Читаем Необыкновенная жизнь обыкновенной капли полностью

После окончания аспирантуры Гриша вернулся об­ратно в институт и защитил диссертацию. Да, в нашем институте работали люди с нетривиальным мышлением. Будучи еще студентом МАИ, который некоторые остря­ки именовали «вокально-театрально-спортивным инсти­тутом с легким авиационным уклоном», тот же Гриша как-то не подготовился по сопромату и попросил у пре­подавателя разрешения уйти с семинара.

— У вас есть уважительная причина? .

— Да, я должен присутствовать...ну в одном месте, где будет решаться вопрос о моем авиатурне по Европе.

— Хорошо, идите, но принесете оправдательный до­кумент.

На другой день они встретились в коридоре.

— Ну как ваш вопрос?

— Решился отрицательно...

— Сожалею. А оправдательная справка?

Гриша предъявил билет лотереи Осовиахима: он вче­ра присутствовал в Колонном зале на очередном тира­же, и первый выигрыш действительно предусматривал полет на самолетах по Европе.

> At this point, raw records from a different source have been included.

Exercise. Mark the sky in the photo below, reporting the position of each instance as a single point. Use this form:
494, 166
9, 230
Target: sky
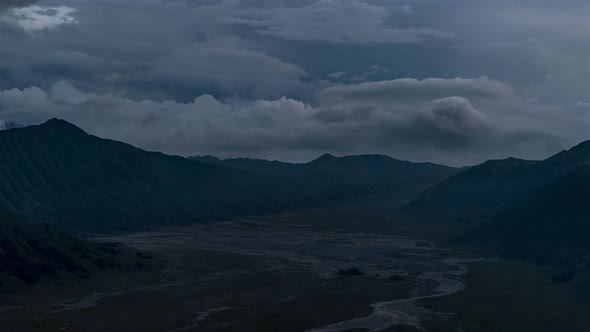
448, 81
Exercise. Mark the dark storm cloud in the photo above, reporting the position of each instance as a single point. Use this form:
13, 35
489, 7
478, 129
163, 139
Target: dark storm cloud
5, 4
451, 81
445, 129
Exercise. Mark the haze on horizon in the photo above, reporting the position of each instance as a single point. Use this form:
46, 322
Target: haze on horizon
454, 82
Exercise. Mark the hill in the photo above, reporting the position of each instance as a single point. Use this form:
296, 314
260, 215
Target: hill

Гришу спасло лишь чув­ство юмора преподавателя и высокие отметки.

Склонность к шутке не помешала Грише стать впо­следствии вполне серьезным научным работником.

После периодов напряженной работы наступает обычно разрядка. Не помню, кто именно из современни­ков Пушкина вспоминал, как, закончив «Бориса Году­нова», Александр Сергеевич бегал вприпрыжку по ком­нате, радостно восклицая: «Ай да Пушкин! Ай да сукин сын!»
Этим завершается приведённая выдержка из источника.